The second post from that account states the conclusion outright: Muslims giving birth more than anyone else, so "eventually England will be the Islamic State." There is a genuine fertility gap, which Pew put at around 2.6 children per Muslim woman against 1.6 for others. But that gap converges sharply across generations, and overall UK fertility has fallen to a record low of 1.41. Even Pew's highest-migration scenario caps the Muslim share of the UK around 17 percent by 2050. No credible projection shows a majority this century, let alone the establishment of a state. This is the Great Replacement frame in miniature: a confident prediction with no timeframe, no method, and no data, riding on one real statistic. The reply threads underneath carry defamatory falsehoods about the Prophet that I will not repeat; they are not evidence of anything except that a neutral naming statistic gets weaponized the instant it is published.

The most physical version of the pattern is a government treating a misread claim as a fact and acting on it. Kathleen Tierney posted a Game of Thrones wildfire meme, a silhouette watching a city burn in green flame, on a Tempe councilman's public Facebook page, with a caption about someone watching that night's council meeting. Tempe police read it as a possible bomb-style threat. They evacuated the meeting, surveilled her Tucson home, and served a dawn warrant with deputy US Marshals. The Maricopa County Attorney then declined to charge her, citing no reasonable likelihood of conviction. She lost her roughly 121,000 dollar job at Cox anyway, and is now pursuing the city.
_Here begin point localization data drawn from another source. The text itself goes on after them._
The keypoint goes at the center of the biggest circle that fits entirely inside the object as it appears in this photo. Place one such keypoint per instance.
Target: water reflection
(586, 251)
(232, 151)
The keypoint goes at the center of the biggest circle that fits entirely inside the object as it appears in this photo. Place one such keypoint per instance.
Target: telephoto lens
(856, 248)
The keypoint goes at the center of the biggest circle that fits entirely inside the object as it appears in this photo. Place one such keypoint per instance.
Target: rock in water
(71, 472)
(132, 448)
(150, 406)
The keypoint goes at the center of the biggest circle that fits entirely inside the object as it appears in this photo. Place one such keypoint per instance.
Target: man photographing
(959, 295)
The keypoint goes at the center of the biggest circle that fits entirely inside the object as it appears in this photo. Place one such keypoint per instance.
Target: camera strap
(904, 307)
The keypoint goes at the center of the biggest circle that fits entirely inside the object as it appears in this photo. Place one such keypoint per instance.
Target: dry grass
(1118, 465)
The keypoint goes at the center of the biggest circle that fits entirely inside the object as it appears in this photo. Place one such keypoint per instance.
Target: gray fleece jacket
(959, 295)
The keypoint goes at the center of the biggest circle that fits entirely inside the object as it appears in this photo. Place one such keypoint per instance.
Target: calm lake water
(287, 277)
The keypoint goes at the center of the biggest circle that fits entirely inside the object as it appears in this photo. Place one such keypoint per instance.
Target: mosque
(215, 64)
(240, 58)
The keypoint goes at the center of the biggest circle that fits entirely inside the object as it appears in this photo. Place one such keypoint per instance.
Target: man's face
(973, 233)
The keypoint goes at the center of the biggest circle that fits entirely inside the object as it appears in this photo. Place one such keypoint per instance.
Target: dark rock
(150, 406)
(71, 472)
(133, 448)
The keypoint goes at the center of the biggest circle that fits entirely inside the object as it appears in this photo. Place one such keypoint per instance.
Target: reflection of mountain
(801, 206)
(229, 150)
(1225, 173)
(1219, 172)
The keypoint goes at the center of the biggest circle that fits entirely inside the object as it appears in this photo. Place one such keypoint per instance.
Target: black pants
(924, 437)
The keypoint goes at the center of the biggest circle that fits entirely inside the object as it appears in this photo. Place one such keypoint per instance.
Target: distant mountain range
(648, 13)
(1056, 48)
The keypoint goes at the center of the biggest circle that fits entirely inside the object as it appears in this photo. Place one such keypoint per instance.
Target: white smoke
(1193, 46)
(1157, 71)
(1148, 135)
Redacted screenshot of a Facebook comment showing a silhouette overlooking a city with a faint green glow, captioned watching tonight's council meeting
The post that triggered a raid. A silhouette from a television show, on a politician's public page, treated as a credible bomb threat.

The Supreme Court's 2023 Counterman decision requires at least recklessness before speech becomes a prosecutable true threat. A fictional scene referenced on a public official's page, whose own rescue dog is named Cersei after that show, does not clear it. The city's response was that its police "followed established procedures" and that Tierney was treated no differently from anyone else. That is the tell. The mechanism worked as designed, and the design turned a meme into a raid.

None of these claims gets examined by the people repeating it, which is close to the point of making it that way. A score, a rollout, a hedge dressed as destiny, a product that does not exist, a permission slip that comes with fine print, a name, a birth rate, a silhouette on a phone screen. Each arrives already framed by whoever gains from the frame, and in every case the more careful version was sitting one layer down, available to anyone who bothered. That reading is slower and less satisfying than the headline, and it keeps turning out to be the only part that holds.